Unter Beobachtung des Verfassungsschutzes: der Realschullehrer Michael Csaszkóczy (Foto: dpa)

Michael Csaszkóczy ist Realschullehrer und politisch aktiv. Seit Jahren steht er deshalb unter Beobachtung des Verfassungsschutzes - obwohl Richter längst die Harmlosigkeit des Antifa-Aktivisten festgestellt haben. Jetzt will sich der Pädagoge wehren.

Von Tanjev Schultz

Michael Csaszkóczy ist gerne Lehrer. Seit sechs Jahren unterrichtet er an einer Realschule in Baden-Württemberg Deutsch, Kunst und Geschichte. Es läuft gut, ihm gehe es "prima" dort. Michael Csaszkóczy ist auch gerne politisch aktiv. Er engagiert sich gegen Nazis, ist Mitglied einer Antifa-Gruppe und bietet Stadtrundgänge an zu Orten, an denen die Nazis ihren Schrecken verbreitet haben.
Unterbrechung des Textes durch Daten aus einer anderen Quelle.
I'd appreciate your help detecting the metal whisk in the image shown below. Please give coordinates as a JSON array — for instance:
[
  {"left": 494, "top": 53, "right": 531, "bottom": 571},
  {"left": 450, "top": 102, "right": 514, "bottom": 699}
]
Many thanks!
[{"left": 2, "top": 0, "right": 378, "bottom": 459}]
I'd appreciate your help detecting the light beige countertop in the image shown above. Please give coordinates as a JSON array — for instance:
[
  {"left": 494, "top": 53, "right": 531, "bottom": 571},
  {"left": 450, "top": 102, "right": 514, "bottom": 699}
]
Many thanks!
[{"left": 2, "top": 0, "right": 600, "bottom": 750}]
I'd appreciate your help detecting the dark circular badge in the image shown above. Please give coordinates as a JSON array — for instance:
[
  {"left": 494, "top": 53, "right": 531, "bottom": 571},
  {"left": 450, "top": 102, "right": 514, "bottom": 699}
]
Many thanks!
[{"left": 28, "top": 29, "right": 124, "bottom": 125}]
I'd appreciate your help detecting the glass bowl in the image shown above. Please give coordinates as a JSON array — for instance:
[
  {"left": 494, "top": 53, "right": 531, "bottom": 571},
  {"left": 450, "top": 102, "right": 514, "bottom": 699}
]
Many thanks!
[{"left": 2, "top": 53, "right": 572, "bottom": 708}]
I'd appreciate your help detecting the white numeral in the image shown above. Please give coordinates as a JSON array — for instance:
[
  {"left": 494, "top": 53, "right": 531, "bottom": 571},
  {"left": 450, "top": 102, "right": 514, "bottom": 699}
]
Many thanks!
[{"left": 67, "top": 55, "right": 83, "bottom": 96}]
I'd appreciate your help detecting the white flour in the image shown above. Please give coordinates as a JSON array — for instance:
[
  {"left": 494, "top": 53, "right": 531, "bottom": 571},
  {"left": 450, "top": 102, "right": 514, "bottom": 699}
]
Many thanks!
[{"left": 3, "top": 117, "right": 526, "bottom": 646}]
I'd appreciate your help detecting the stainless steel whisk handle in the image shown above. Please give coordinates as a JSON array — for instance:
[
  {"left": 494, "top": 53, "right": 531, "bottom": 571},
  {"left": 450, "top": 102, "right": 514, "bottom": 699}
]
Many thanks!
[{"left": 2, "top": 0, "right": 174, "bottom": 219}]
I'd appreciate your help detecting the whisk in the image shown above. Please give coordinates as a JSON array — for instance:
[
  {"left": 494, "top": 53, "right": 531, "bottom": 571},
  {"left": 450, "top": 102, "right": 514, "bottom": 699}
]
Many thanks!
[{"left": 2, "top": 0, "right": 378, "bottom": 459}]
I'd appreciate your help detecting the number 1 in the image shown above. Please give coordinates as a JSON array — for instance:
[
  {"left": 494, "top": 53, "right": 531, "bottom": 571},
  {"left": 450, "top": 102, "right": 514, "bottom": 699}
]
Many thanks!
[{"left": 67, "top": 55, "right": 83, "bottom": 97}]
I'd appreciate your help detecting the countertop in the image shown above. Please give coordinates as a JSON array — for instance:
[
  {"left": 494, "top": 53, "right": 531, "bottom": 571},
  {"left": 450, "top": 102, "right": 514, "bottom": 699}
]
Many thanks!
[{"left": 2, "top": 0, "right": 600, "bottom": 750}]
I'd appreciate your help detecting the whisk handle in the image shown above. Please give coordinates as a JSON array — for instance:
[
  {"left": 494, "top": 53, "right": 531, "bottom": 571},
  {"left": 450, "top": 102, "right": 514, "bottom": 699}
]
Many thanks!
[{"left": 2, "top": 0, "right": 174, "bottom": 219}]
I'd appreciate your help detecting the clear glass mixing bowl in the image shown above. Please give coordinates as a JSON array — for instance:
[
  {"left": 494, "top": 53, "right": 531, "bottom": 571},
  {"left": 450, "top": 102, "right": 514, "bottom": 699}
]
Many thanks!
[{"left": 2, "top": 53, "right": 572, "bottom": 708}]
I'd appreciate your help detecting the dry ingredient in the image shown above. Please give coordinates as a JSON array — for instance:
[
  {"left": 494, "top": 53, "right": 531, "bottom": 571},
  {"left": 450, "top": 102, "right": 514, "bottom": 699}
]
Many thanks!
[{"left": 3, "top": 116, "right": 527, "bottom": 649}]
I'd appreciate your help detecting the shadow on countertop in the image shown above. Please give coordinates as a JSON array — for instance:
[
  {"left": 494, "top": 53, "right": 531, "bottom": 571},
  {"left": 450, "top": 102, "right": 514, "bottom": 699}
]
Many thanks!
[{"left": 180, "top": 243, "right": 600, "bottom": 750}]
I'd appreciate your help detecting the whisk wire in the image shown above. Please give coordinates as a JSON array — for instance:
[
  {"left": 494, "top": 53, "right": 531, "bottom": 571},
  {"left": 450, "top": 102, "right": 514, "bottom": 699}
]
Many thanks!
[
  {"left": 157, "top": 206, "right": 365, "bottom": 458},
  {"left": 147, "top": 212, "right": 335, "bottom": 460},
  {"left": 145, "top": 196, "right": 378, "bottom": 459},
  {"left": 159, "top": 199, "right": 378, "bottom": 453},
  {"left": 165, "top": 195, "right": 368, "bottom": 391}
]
Aus Sicht des Verfassungsschutzes ist dieser Lehrer verdächtig. Der Konflikt mit dem Geheimdienst zieht sich seit Jahren hin; nach dem Referendariat wollte der Staat Csaszkóczy gar nicht in den Schuldienst lassen. Den Kampf gegen dieses Berufsverbot hat der vermeintliche Staatsfeind am Ende gewonnen. Der baden-württembergische Verwaltungsgerichtshof sah 2007 keinen Grund, an der Friedfertigkeit des Mannes zu zweifeln. Die Richter zeigten sich auch verwundert, dass die Behörden die Teilnahme an Veranstaltungen gespeichert hatten, "die ersichtlich ebenso vom Grundgesetz gedeckt ist wie die freie Meinungsäußerung". Csaszkóczy hatte zum Beispiel gegen den Irak-Krieg protestiert und gegen Angriffe auf Asylbewerber.

Nach dem Urteil durfte er endlich Lehrer werden und bekam fast 33 000 Euro Schadenersatz. Mittlerweile ist der 43-Jährige verbeamtet. Politische Indoktrination, sagt er, fände er "völlig daneben".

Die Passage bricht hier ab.